Prince, sapaan akrabnya, adalah putra dari pasangan AKP Dr. Syaparuddin Akso, S.H., M.Si. dan Ns. Lestari Bagawanti, S.Kep., MARS. Ia mewakili SMA Negeri 3 Palembang dalam formasi Pasukan Pengibar Bendera Pusaka (Paskibraka) Provinsi Sumsel tahun ini.
Sebelum pengibaran, barisan Paskibraka bergerak memasuki halaman utama Griya Agung. Rangkaian tugas dimulai dari pembawa baki, Anastasya Shafina Sastradiredja dari SMA IT Harapan Mulia.
Anastasya berjalan menuju mimbar untuk menerima duplikat Bendera Pusaka dari Gubernur Herman Deru. Setelah menerima bendera, ia menyerahkannya kepada Muhammad Frisky Fadly dari MAN 1 Lahat.

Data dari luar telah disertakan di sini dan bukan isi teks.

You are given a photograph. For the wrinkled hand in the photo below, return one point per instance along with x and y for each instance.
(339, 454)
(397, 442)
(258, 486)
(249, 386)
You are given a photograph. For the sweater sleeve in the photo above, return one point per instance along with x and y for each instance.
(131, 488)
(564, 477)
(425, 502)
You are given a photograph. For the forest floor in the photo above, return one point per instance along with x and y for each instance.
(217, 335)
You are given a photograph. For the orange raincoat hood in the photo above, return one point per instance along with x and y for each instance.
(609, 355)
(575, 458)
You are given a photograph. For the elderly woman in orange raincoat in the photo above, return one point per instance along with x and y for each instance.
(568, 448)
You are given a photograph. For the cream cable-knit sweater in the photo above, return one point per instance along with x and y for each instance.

Frisky kemudian menyerahkan bendera kepada Prince yang telah bersiap di bawah tiang. Setelah bendera terpasang pada tali, Prince mengambil posisi dan membentangkan Sang Merah Putih mengikuti lantunan lagu kebangsaan Indonesia Raya.
Keikutsertaan Prince dalam Paskibraka bukanlah pengalaman pertamanya di ajang bergengsi. Sebelumnya, ia tercatat sebagai salah satu atlet pada Pekan Olahraga Provinsi (Porprov) ke-XV di Muba pada tahun 2025.
Pengalaman sebagai atlet ini dinilai turut membentuk mental dan kedisiplinannya. Kemampuan mengendalikan diri dan fokus menjadi modal penting saat membentangkan bendera di hadapan ribuan pasang mata.
Upacara Peringatan Detik-Detik Proklamasi Kemerdekaan Republik Indonesia ini berlangsung di halaman Griya Agung, Palembang. Gubernur Sumsel Herman Deru bertindak sebagai Inspektur Upacara.
Turut hadir Wakil Gubernur Sumsel H Cik Ujang, Kapolda Sumsel Irjen Pol Dr Shandi Nugroho, dan Pangdam II/Sriwijaya Mayjen TNI Ujang Darwis. Kehadiran para pejabat Forkopimda ini menunjukkan pentingnya momen peringatan kemerdekaan bagi provinsi Sumatera Selatan.